I initially tried following the instructions here http://wiki.g2.bx.psu.edu/Tool%20Shed#Including_proprietary_data_types_that_... and was able to successfully get my custom datatypes to load. Unfortunately though I could not get my sniffers to work. I think there are two reasons for this;
The first problem is that it looks like the sniffers are never loaded. I get errors like this when the tool is loaded;
galaxy.datatypes.registry DEBUG 2012-02-06 10:26:51,317 Loading datatypes from /Users/iracooke/Sources/shed_tools_galaxy_central/toolshed.g2.bx.psu.edu/repos/jjohnson/gmap/93911bac43da/gmap/tool-data/datatypes_conf.xml galaxy.datatypes.registry WARNING 2012-02-06 10:26:51,318 Error appending sniffer for datatype galaxy.datatypes.gmap:IntervalAnnotation to sniff_order: No module named gmap galaxy.datatypes.registry WARNING 2012-02-06 10:26:51,319 Error appending sniffer for datatype galaxy.datatypes.gmap:SpliceSiteAnnotation to sniff_order: No module named gmap galaxy.datatypes.registry WARNING 2012-02-06 10:26:51,319 Error appending sniffer for datatype galaxy.datatypes.gmap:IntronAnnotation to sniff_order: No module named gmap galaxy.datatypes.registry WARNING 2012-02-06 10:26:51,319 Error appending sniffer for datatype galaxy.datatypes.gmap:SNPAnnotation to sniff_order: No module named gmap
These errors aren't just restricted to my tool ... as you can see from the above they also occur in the gmap example installed from the main galaxy toolshed.
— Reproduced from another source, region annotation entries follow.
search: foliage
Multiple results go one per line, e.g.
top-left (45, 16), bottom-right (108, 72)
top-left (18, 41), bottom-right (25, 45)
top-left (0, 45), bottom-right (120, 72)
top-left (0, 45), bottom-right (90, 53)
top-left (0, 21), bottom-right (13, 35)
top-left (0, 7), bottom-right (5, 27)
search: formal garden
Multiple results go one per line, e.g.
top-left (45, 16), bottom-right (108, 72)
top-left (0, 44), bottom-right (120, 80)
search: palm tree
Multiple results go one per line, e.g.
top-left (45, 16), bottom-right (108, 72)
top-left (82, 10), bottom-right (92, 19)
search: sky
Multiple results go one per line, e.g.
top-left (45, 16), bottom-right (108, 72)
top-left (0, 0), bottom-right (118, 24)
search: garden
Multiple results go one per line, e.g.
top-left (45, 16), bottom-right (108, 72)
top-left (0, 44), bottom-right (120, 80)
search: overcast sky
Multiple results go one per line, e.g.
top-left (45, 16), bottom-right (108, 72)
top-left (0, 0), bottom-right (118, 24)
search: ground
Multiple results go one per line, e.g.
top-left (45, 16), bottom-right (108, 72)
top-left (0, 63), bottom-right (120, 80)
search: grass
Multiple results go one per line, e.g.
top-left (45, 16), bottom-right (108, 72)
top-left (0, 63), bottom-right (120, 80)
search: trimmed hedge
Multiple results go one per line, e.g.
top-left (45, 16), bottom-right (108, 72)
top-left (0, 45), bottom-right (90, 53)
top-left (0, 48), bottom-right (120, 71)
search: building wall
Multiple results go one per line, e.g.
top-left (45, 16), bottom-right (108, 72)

I tried hacking the code in registration.py to get this to work ... it looks like the section where sniffers are loaded does not use the "imported_modules" variable. I was able to get this error message to go away, but I still don't get proper sniffer behaviour (eg when I click "Auto detect" when editing a dataset the dataset is set to a generic type).
Another issue is that I would like the sniffers loaded from my shed_tool to be used by the "Upload" tool .. but if I look at the source for upload.py and upload.xml I see
-- Upload.xml <command interpreter="python"> upload.py $GALAXY_ROOT_DIR $GALAXY_DATATYPES_CONF_FILE $paramfile
--Upload.py def __main__():
....
registry = Registry() registry.load_datatypes( root_dir=sys.argv[1], config=sys.argv[2] )
which looks like the upload tool is not configured to use the custom datatypes available in shed tools.
Would it be possible to make the following changes;
(a) Add custom sniffers to the sniff order when shed tools are loaded. Importantly since custom datatypes are usually quite specific I would suggest that these are loaded at the top of the sniff order? Or alternatively if a sniffer is for a datatype that descends from a superclass it should have priority over the parent class (since by definition it is more specific).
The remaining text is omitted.